最重要課題の選定は、各課題を比較してどうして効果があるのかを示す必要があります。

問題文の題意を分析し、選択した課題が重要な点を説明しましょう。

解決策の提案

課題の解決は簡単にしてはいけません。

次のことに注意するようにしましょう

  • 最重要課題を「遂行」するに当たり、制約条件があるはずです。その制約条件を踏まえて、問題点を解決する数だけ抽出しましょう。
  • 問題点には原因(主要因)があります。それを分析してどんな技術を解決策として適用すべきかを考えましょう。
  • 技術の適用に当たりどんな工夫が必要なのかを述べて、「高等の専門的応用能力」があることを示しましょう。
  • 挙げた解決策が自身の部門や科目のすべきことかどうかも確認しましょう。経営者や営業が検討すべきことを挙げてもダメです。

問題と課題、解決策の検討フローや文章のテンプレートはこちらの記事(必須選択)でも解説しています。

評価「リスク・懸案・波及効果」について理解する

必須Ⅰと選択Ⅲで問われるリスク・懸案・効果(波及効果)について解説します。
この設問では「評価」のコンピテンシーを確認しています。

設問に明示的な記載はありませんが結果を示す必要があります。

解決策を実施した結果をまず示し、そのうえでどのような成果と波及効果、またはリスクと懸案事項があるかを検討し記載しましょう。

課題がどの程度になるから、目標はどうなる? その時に生じる正負の成果がリスクや波及効果です。

結果は、課題(設問2で選択した最重要課題)についての達成度です。

具体的な書き方はこちらへ(必須選択科目

設問のパターン

設問のパターンとしては

  1. 解決策に共通して新たに生じるリスクとそれへの対策
  2. 解決策を実行した上で生じる波及効果と専門技術を踏まえた懸念事項への対応策

の2種類です。

リスクとは

リスクとは、発生が不確定な起きるかもしれないマイナスの現象です。(解決策のデメリットではありません。

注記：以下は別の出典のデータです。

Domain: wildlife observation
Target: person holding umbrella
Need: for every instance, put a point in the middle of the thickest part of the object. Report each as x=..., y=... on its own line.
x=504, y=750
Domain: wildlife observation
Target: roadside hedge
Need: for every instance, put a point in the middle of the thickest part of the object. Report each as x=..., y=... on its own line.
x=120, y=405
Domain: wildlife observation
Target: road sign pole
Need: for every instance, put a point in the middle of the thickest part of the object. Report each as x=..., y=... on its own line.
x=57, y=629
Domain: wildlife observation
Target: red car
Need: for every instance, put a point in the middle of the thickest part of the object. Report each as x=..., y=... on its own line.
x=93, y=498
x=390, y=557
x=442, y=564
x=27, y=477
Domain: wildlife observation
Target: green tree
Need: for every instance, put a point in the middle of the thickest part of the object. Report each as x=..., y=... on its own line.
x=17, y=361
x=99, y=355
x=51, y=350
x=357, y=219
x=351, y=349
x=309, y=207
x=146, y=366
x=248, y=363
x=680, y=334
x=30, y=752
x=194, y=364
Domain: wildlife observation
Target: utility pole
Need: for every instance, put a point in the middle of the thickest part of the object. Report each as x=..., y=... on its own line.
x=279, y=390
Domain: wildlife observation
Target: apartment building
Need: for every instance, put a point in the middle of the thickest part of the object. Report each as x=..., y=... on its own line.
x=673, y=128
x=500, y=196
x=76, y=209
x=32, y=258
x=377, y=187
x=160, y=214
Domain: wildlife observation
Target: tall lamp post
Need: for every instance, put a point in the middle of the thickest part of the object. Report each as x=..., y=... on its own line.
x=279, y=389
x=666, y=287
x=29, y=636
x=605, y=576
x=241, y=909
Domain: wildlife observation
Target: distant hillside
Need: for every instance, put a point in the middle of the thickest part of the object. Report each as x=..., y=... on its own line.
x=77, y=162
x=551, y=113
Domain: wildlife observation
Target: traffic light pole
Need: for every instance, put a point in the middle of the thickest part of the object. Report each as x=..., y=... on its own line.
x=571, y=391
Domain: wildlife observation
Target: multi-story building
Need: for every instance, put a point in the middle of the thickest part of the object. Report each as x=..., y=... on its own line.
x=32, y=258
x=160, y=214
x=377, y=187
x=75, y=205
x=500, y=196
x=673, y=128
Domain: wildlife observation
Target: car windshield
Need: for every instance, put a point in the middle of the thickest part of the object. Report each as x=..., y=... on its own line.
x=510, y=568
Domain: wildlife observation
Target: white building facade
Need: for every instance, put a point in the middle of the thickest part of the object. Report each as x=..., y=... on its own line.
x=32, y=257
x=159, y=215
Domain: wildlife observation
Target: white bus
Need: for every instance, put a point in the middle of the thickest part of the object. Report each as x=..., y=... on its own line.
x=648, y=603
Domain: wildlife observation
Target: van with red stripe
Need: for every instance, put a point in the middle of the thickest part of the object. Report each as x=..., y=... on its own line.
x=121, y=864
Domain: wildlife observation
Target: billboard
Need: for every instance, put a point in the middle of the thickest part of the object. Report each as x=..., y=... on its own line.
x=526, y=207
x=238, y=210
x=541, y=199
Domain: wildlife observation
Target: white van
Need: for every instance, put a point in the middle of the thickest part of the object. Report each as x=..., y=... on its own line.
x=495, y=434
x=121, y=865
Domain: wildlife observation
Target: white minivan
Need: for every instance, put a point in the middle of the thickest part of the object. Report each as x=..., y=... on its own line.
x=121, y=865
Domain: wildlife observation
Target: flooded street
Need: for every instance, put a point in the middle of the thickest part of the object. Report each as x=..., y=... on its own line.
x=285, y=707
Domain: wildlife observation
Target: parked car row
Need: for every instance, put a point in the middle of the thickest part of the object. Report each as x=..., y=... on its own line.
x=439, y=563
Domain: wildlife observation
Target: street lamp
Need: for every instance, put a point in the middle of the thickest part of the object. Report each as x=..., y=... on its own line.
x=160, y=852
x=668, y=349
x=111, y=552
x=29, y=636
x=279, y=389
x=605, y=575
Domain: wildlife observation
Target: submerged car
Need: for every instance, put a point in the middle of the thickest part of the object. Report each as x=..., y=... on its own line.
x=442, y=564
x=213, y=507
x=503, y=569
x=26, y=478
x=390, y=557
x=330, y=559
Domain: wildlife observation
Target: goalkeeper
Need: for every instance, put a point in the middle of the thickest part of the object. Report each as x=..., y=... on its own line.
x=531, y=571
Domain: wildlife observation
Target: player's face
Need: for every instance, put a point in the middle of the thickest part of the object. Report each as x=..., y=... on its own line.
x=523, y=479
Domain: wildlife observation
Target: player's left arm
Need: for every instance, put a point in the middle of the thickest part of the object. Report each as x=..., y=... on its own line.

)

リスクを上げる際には、次のことに留意しましょう

  • リスクでないものを書かない。
    • 例えば、対策を講じる際に増えると分かっている費用や工数の増加はリスクではありません。
    • 陳腐化のようなものもシステムの問題で事前に予測して更新計画を構築しないと事業は成立しないのでリスクではありません。
    • 解決策の実施の中で解決すべき内容もリスクではありません。。
  • 関係のない内容を書かない。
    • 解決策と関係なく生じる可能性のあるリスクも書かないようにしましょう。

懸案事項とは

懸念事項は、リスクと似た意味ですが、リスクより広い意味(抽象的)の言葉です。

波及効果と併せて聞かれることが多く、リスクより広く浅い回答を求められています。

まれにですが、設問1の課題で挙げた内容を懸案事項として挙げなおす方がいます。重複しないように気を付けましょう。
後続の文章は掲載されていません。